Monthly Archives: March 2014

Precedence Constraints (Day 2 of 30)

Precedence constraints add tasks to execute them in a given order. Infect precedence constraints not only link tasks together but also define the workflow of SSIS package. A constraint controls the execution of the two tasks linked to gather in such a way that execution of task 2 depends on the status of task1 and also based on the expression (business rules) used to run it. With precedence constraint and expressions, we can design the workflow of our SSIS package based on all business rules and given conditions.

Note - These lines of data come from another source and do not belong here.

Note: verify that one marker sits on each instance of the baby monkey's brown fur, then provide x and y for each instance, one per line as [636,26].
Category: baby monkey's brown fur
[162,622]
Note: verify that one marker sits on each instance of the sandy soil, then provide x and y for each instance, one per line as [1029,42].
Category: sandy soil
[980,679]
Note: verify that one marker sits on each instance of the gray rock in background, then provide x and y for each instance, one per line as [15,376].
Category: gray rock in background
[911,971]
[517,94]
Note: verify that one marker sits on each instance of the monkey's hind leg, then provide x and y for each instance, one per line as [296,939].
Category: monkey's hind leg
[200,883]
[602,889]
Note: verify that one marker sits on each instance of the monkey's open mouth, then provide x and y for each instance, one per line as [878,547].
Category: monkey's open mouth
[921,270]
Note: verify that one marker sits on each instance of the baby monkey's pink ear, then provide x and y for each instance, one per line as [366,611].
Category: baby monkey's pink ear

To set up a precedence constraint between two tasks, we must set the constraint value. There are two ways to define the workflow:

Workflow defined by Success, Completion and Failure: Three constraint values are possible:
Success: Task will execute only, when the prior task completed successfully. This is the default option and is in green color.
Completion: Task will execute only, when the prior task completes (whether or not prior task succeeds or fails). This precedence constraint is in blue color.
Failure: Task will execute only, when the prior task fails. This precedence constraint is in red color.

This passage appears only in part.